"My father was much employed in assisting the noblemen and landed gentry in improving the landscape appearance of their estates, especially when seen from their mansion windows." - James Nasmyth
Alexander Nasmyth is best-known as ‘the founder of the Scottish landscape tradition’, but his earliest training was as a decorative painter. His talent earned him the attention of Allan Ramsay, a leading portrait artist and court painter to George III. Nasmyth spent four years training in Ramsay’s London studio and emerged as a professional portraitist to the nobility.
Nasmyth utilised a palette of blues, pinks, lilac and purple and had a particular acuity for fabric and texture, which emulated that of his former master. His earliest portraits were principally of single sitters, but from 1780 Nasmyth began to paint groups in the manner of Zoffany, with notable sitters including The Duke of Atholl and his Family, and Patrick Miller and His Children.
Commissions waned when word spread about the young artist’s liberal politics, and a two-year period of study in Italy finalised Nasmyth’s move away from portraiture. Upon his return to Edinburgh in 1784 Nasmyth established himself as an accomplished painter of landscapes. Architectural components recurred throughout his compositions.

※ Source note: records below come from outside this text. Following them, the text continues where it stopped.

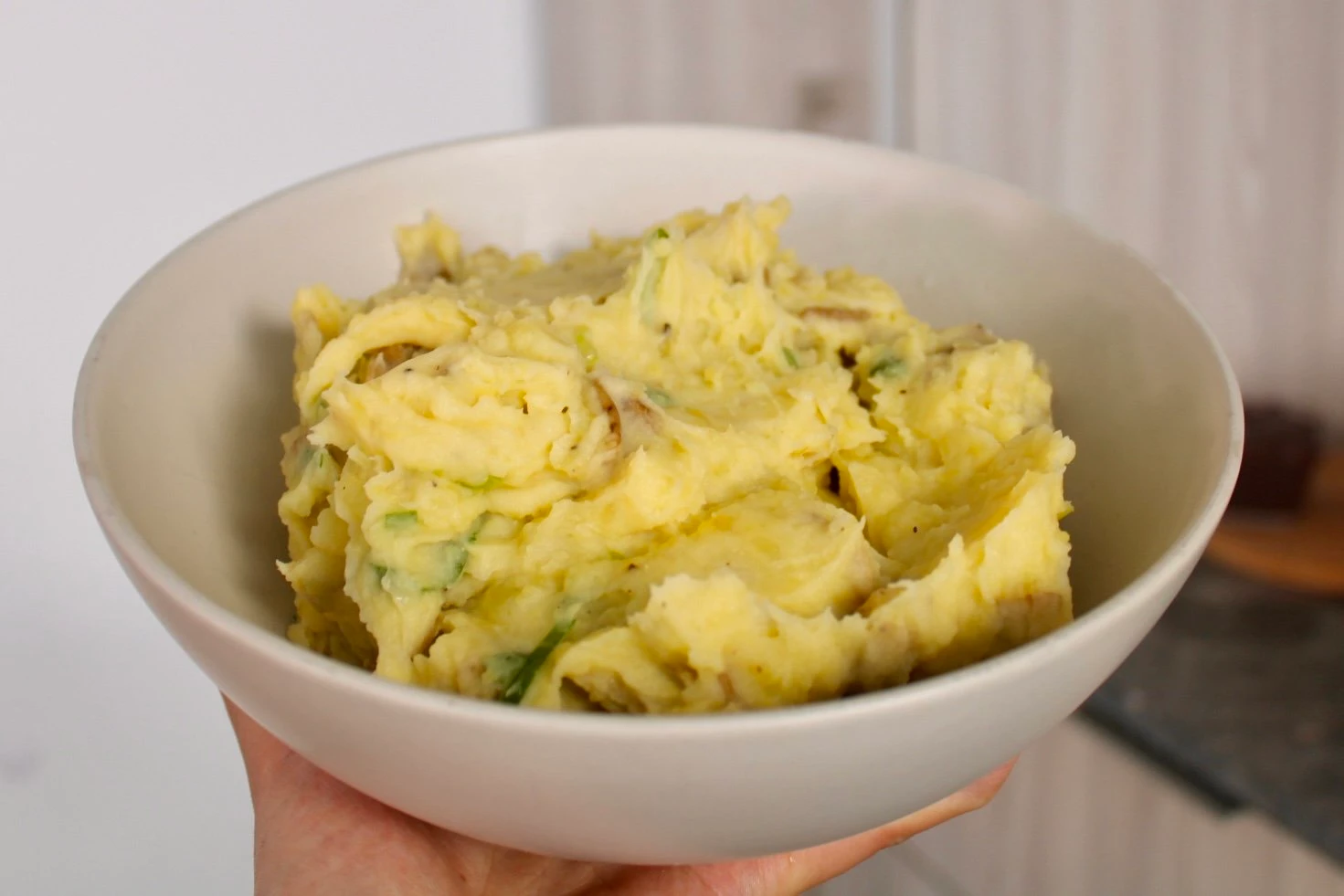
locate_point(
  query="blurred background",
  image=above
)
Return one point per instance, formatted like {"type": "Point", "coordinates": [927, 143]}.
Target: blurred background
{"type": "Point", "coordinates": [1206, 133]}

A true polymath, Nasmyth was also a talented engineer and architect and often fulfilled commissions to design and expand the estates of the Scottish nobility.
Alexander Nasmyth is recorded as spending much time, and deriving much pleasure from, walking around his native city, often accompanied by his friend Robert Burns. His famous portrait of Burns (National Galleries of Scotland) was painted the previous year and was also executed on a small scale typical of Nasmyth’s early work. A 1788 Edinburgh directory describes his profession as ‘portrait and landscape painter’ but by the end of the decade Henry Raeburn’s near-monopolisation of Edinburgh portraiture compelled Nasmyth to concentrate on landscapes.
The York Place Art School
In the 1790s Nasmyth designed 47 York Place, Edinburgh, for his family. The plan incorporated residential quarters in the top floor apartment and two garret storeys in the roof to accommodate teaching space and a studio. With the opportunity for European travel limited by the Napoleonic Wars, it was an astute time to establish a school of art. Aspiring artists enrolled to witness Nasmyth’s ‘familiar and practical’ lectures accompanied by demonstrations, with the household becoming a thriving hub in Edinburgh’s early nineteenth-century ‘cultural Renaissance’. Notable attendees included David Wilkie, Francis Grant, David Roberts, Clarkson Stansfield, William Allan, Andrew Geddes and the Rev. John Thomson of Duddingston. Nasmyth also taught middle-class women, for whom painting and drawing were important social graces. Tutelage was supported by Nasmyth’s daughters, who sometimes led sketching tours around familiar Edinburgh vistas including Duddingston Loch, Craigmillar Castle, Roslin, or the Forth estuary.
The Nasmyth Children
Of the numerous aspiring artists Nasmyth tutored, it might be said that his most attentive students were his own children. This significant group of pictures by Alexander, Patrick, Anne and Charlotte exemplifies the distinctive style and precocious talent of the Nasmyth family.
‘At all events, we cannot help having a due regard for our forefathers. Our curiosity is stimulated by their immediate or indirect influence upon ourselves.’ - James Nasmyth, James Nasmyth Engineer: An Autobiography, John Murray, London, 1883
Raised in a uniquely artistic and intellectual environment, it is of little surprise that the Nasmyth children understood the principles of drawing and painting. It is remarkable, however, that so many possessed natural artistic talent. Of his eleven children at least eight were gifted artists: his six eldest daughters Jane, Barbara, Margaret, Elizabeth, Anne and Charlotte, and his eldest son Patrick and younger son James. James observed that ‘my father’s object was to render each and every one of his children…independent…accordingly, he sedulously kept up the attention of his daughters to fine art. He set on foot drawing classes…managed by his six daughters, superintended by himself.’
The Nasmyth children benefited from intimate access to their father’s paintings and expansive drawings portfolio, including many early copies of Old Masters made at the Trustees Academy in Edinburgh and Allan Ramsay’s studio. It also contained numerous landscape sketches observed from life, overwhelmingly portraying England and Scotland. Only a few European sketches survive, likely made during Nasmyth’s Italian studies, but charmingly these continental landscapes appear to have been pored over by the Nasmyth children, and can be seen to have inspired passages in their adult paintings. They all went on to paint landscapes almost exclusively, with each adopting a personal interpretation of their father’s style.
Alexander Nasmyth died at his York Place home on 10 April 1840.